What we CAN state with specificity and confidence is the market’s definition of smaller- and larger-degree corrective highs at 237.10 and 241.75 that it now must recoup to mitigate a more immediate and broader bearish/peak/reversal count and reinforce a broader bull market correction count. If the price action from 10-Feb’s high is a major (4th-Wave) correction within the still-unfolding 3-YEAR secular bull market, we believe the lower-quarter of this year’s range (215-to-202) should contain this current sell-off attempt. And per such, we will keep a keen eye out for a relapse-stemming bullish divergence in short-term momentum. Until and unless such a momentum failure arrests this decline from 02-Jun’s 241.75 high, there’s no way to know that this decline isn’t the dramatic 3rd-Wave of a major reversal lower that’s destined to blow away 10-May’s obviously pivotal 202.40 low.
Additionally, we always discuss the greater odds of aimless whipsaw risk and the poor risk/reward metrics of directional exposure from the middle-halves of ranges. Only a glance at the daily log chart below is needed to see that this aimless, choppy, lateral behavior has dominated this market for months and remains a threat and significant consideration when assuming and managing risk.
Moving out to a long-term perspective, the magnitude of Jun’20 – Feb’22’s rally from 94.55 to 260.45 is easily considered the massive 3rd-Wave of an eventual and even more massive 5-wave sequence up from May’19’s 87.60 low. Per this count, this year’s relatively piddly setback attempt easily falls within the bounds of a mere 4th-Wave consolidation that is setting the stage for an eventual 5th-Wave spike to new highs.
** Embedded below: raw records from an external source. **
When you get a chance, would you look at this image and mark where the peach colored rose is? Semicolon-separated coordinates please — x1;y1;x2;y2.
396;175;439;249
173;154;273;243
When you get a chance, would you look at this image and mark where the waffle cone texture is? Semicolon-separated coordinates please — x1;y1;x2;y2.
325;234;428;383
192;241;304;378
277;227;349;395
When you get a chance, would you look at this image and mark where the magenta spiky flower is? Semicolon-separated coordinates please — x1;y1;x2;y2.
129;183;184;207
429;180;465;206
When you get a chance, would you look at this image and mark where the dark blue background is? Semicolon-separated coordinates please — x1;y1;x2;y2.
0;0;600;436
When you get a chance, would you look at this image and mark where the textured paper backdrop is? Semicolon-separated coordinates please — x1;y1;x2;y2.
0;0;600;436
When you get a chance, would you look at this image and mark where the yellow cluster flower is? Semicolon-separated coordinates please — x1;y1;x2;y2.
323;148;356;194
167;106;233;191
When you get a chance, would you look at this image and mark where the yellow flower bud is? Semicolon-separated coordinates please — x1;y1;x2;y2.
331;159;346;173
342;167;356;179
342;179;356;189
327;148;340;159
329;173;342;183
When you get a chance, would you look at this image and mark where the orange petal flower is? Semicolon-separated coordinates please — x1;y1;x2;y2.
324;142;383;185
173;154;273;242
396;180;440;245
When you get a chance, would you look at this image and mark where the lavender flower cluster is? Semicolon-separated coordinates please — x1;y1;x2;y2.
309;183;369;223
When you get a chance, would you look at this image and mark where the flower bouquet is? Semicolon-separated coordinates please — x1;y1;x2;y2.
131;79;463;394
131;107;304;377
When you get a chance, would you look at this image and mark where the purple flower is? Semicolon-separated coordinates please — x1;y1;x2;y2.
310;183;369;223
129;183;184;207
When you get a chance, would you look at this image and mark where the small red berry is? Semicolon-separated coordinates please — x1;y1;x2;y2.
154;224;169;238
Threats to this valid, subjective, theoretical bullish wave count include:
- a confirmed bearish divergence in WEEKLY momentum back in early-Mar amidst
- historically stratospheric levels in our RJO Bullish Sentiment Index
- an alternate wave count that contends 10-Feb’s 260.45 high completed a massive 3-wave correction within this market’s historical range, and
- the market’s recent engagement and thus far rejection of the upper-quarter of its historical range shown in the monthly log chart below.
It is not hard at all to find considerable threats to the secular bull market from May’19’s 87.60 low. But commensurately larger-degree weakness below 10-May’s 202.30 low is now required to reinforce a bearish count that could be as massive as the past few years’ bull run. This gets us back to the market’s downside potential in the period immediately ahead and HOW the market behaves in this slide. If a major reversal is unfolding, then the bear needs to BEHAVE LIKE ONE with sustained, trendy, impulsive behavior lower and the annihilation of 10-May’s 202.30 low. A labored, limping decline to the lower-quarter of this year’s range that is stemmed by another bullish divergence in momentum will not only reduce the odds of such a major peak/reversal count, but could present an outstanding risk/reward opportunity from the bull side for a prospective 5th-Wave resumption of the secular bull.
In sum, acknowledgement of and flexibility to a big move either way is urged. Currently and for shorter-term reasons cited above, odds have tilted in favor of the bear that we believe warrants a neutral-to-cautiously-bearish stance with a recovery above 237.10 currently required to negate this call and flip the script higher. In lieu of such a recovery or a bullish divergence in momentum in the week or two ahead, further and possibly sharp losses should not surprise, including a break of 10-May’s key 202.40 low in the Sep contract.